With seven student companies exhibiting, Sopko had purchased a second booth. But by then, so many vendors had purchased booths that the second one was outside the academic area.
That's how Jean Zhao of EcoSpinners and Wentz ended up near well-known companies such as Hammermill Papers.
"They had their own audio systems and high-tech videos," Zhao says. Meanwhile, Zhao and Wentz had decorated the booth with tables and chairs they'd bought from Walmart.
"At the beginning of the show, the students were wondering if they could hold their own," says Sopko, who was the university's point person working with both CES and the students. "It was quickly apparent, as people lined up to talk, that they respected the students as peers and were impressed by the technology they developed."
For Zhao, the event was a big networking opportunity. She says she left the show with contacts and interest from dozens of executives and bicycle enthusiasts who wanted to be updated on EcoSpinners' progress.
For Wentz, the highlight was to be the meeting with the electronics company senior official. He arrived at the presentation with Sopko, Chen, Xu and Hope Ho, a first-year finance student.
Acting more confident than he felt, Wentz told the official EveryKey was well on its way to having a workable system, compatible with Android devices, that, when accessed, could unlock everything from Gmail to a car door. Then he handed him a prototype of the bracelet.
The company official could not be reached for comment, but Wentz and Sopko say he was encouraging.
Wentz ended the meeting with a pledge to keep in touch as EveryKey's technology evolved.
MOVING AHEAD
CES did not prove to be the apex of the student entrepreneurs' journey, but instead another milestone in their long climb to market (see next page for company updates).

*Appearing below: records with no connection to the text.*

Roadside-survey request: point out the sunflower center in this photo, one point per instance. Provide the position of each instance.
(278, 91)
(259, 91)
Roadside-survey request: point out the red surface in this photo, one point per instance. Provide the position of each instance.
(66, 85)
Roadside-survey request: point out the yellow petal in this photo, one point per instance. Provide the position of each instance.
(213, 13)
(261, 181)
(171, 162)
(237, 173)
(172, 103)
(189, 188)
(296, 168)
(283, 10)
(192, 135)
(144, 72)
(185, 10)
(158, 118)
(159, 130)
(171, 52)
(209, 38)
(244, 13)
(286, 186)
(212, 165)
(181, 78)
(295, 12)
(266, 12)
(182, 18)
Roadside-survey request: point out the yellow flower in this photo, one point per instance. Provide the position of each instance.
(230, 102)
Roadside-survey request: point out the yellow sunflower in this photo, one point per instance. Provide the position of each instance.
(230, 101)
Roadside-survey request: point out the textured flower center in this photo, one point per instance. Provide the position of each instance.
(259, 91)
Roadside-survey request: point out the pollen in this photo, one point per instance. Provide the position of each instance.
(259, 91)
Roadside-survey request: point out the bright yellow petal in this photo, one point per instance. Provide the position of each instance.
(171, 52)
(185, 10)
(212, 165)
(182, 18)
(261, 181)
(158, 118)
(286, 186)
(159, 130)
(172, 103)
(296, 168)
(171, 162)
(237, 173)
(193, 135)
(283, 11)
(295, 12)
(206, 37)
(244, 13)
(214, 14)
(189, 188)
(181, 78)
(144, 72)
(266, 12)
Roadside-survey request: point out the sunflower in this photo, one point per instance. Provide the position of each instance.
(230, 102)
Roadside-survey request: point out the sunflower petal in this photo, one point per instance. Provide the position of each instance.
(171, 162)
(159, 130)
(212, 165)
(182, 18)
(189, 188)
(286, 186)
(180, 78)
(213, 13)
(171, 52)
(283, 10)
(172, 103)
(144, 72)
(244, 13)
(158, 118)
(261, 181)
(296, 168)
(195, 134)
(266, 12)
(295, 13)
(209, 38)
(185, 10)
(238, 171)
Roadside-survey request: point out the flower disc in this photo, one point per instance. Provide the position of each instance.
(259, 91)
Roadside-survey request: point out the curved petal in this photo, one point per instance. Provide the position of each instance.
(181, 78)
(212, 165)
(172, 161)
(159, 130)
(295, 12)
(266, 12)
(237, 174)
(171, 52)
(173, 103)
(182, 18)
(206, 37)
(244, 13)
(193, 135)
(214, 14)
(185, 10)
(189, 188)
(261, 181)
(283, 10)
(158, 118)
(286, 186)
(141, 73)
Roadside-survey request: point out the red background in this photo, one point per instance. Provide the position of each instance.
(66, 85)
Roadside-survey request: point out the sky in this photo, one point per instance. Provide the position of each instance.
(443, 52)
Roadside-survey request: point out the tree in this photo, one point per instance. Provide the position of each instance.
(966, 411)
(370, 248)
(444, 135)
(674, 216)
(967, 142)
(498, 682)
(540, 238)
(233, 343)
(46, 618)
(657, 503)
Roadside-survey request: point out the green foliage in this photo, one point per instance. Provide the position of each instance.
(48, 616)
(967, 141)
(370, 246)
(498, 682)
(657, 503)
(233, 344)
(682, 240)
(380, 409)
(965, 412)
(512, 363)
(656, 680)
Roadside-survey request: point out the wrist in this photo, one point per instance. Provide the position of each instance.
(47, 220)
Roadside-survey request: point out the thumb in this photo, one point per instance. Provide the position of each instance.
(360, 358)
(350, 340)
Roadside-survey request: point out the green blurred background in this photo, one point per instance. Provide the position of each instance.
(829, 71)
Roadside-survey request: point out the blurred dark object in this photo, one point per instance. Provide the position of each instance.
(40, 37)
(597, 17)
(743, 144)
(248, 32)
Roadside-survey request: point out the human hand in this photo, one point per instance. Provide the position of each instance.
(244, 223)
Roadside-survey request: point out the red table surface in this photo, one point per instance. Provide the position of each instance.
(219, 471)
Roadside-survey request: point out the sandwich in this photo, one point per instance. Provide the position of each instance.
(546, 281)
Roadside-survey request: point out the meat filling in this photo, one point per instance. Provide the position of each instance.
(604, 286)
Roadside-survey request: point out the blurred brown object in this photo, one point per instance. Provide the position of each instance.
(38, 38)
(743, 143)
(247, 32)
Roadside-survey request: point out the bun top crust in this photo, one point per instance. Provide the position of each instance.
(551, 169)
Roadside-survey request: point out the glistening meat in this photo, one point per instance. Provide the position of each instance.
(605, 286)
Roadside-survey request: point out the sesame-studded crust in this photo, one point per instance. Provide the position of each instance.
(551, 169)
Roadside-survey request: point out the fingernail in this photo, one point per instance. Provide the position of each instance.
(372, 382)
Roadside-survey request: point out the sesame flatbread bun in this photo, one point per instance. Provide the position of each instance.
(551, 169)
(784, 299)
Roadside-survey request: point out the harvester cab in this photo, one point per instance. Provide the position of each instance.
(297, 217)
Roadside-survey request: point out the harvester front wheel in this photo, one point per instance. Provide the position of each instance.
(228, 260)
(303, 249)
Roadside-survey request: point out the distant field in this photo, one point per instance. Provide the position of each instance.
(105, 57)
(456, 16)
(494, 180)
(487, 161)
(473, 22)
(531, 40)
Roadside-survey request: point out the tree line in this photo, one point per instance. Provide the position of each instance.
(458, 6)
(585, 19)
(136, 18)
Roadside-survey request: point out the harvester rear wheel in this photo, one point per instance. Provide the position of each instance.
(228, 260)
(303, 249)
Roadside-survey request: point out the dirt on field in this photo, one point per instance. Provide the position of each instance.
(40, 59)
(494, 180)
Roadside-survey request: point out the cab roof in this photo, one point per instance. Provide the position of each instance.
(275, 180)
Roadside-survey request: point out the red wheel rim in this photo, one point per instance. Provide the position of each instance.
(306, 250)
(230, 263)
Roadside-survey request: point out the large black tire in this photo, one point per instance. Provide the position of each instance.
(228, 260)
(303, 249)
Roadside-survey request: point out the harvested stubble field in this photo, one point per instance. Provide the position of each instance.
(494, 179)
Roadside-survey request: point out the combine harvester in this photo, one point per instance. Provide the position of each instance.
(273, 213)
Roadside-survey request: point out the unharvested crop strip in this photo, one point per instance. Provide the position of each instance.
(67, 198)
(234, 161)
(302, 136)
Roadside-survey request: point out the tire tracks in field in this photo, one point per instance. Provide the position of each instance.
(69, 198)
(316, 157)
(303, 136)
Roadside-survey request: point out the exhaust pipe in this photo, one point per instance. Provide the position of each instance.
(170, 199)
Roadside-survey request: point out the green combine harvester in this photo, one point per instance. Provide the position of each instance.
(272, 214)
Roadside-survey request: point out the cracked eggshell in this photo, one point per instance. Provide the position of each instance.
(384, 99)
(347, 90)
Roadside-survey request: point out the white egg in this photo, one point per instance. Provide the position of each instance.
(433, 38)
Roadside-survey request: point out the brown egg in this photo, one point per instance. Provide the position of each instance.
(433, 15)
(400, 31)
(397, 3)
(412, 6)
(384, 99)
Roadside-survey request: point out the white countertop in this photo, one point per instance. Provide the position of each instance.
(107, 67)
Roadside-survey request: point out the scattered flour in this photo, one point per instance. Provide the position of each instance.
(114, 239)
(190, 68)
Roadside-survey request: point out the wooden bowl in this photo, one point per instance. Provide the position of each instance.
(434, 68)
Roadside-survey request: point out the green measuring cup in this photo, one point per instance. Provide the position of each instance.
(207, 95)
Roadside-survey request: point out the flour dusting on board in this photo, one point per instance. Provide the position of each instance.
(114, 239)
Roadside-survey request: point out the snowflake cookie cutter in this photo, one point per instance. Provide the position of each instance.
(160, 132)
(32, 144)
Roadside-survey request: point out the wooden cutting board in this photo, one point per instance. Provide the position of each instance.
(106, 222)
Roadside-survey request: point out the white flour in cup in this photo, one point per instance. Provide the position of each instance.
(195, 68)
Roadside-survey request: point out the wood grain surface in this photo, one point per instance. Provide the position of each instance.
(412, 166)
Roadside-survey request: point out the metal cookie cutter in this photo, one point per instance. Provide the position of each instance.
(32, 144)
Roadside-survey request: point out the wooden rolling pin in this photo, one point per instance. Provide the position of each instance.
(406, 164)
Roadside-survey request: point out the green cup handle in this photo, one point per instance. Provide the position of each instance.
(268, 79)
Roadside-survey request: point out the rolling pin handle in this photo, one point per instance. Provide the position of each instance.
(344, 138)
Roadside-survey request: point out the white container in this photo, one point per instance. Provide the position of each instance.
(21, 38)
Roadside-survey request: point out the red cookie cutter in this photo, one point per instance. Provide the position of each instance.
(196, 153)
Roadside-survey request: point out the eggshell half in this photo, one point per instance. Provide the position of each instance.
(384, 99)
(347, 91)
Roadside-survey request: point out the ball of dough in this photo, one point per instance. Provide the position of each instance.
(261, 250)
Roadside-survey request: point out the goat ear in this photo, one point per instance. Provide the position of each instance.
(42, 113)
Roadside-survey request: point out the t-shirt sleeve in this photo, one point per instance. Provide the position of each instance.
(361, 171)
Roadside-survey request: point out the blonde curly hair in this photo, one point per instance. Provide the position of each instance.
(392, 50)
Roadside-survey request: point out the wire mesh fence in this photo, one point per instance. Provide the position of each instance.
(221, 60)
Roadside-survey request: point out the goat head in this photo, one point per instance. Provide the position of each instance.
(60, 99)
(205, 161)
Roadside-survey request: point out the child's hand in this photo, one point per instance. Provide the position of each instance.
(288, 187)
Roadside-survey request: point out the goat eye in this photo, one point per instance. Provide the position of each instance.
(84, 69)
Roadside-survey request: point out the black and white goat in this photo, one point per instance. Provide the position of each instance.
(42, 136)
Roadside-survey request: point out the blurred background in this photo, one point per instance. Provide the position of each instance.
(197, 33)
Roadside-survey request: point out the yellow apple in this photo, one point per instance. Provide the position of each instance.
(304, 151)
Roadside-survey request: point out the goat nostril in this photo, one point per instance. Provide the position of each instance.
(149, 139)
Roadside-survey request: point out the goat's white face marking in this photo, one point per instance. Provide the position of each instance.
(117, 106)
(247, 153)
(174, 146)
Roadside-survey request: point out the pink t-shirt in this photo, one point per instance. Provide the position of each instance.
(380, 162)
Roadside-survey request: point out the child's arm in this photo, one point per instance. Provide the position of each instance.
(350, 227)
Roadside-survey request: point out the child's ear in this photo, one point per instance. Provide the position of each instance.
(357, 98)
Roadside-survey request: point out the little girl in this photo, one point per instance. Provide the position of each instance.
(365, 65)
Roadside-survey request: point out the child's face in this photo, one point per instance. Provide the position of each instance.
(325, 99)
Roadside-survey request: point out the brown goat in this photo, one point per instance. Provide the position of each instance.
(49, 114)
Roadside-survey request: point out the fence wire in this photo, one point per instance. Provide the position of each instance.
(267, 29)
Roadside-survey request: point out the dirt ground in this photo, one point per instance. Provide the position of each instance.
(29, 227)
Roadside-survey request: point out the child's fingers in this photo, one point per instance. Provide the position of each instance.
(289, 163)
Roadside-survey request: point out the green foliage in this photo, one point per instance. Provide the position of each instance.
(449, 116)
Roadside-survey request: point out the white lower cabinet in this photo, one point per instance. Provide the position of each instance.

Wentz and his team are eager to start production. One night in February, he stood in the office at Blackstone LaunchPad in front of a large white board covered with dozens of yellow, pink, blue and green sticky notes that identified high-priority tasks ("update website") and smaller details ("get better permanent markers") that still needed attention.
In March, his team fixed its previous coding issues, developing a solution that allows the wristband to work with the latest version of Android phones or tablets. The team also is working to make the wristband compatible with Apple devices. In the next few months, Wentz hopes to raise $100,000 via the online fundraising platform Kickstarter to place a 2,000-item order with his manufacturing representative in China. The Kickstarter price of $50 per wristband likely will increase to $69 or $79 when the company broadens its sales to more online sites as well as stores, Wentz says.
"The next nine months will really tell a lot," says Dennis Cocco, co-director of the Great Lakes Innovation and Development Enterprise, a division of Lorain County Community College that administered the Innovation Fund grant to EveryKey. "You're never sure how consumers will react to anything new, but EveryKey had a good showing at the trade show, and it appears that large market players have interest in it."
For the moment, however, Wentz is elated every time he gets to rip a to-do list note off his wall. "You just get this really big sense of accomplishment from it," he laughs. "It's one less thing to do."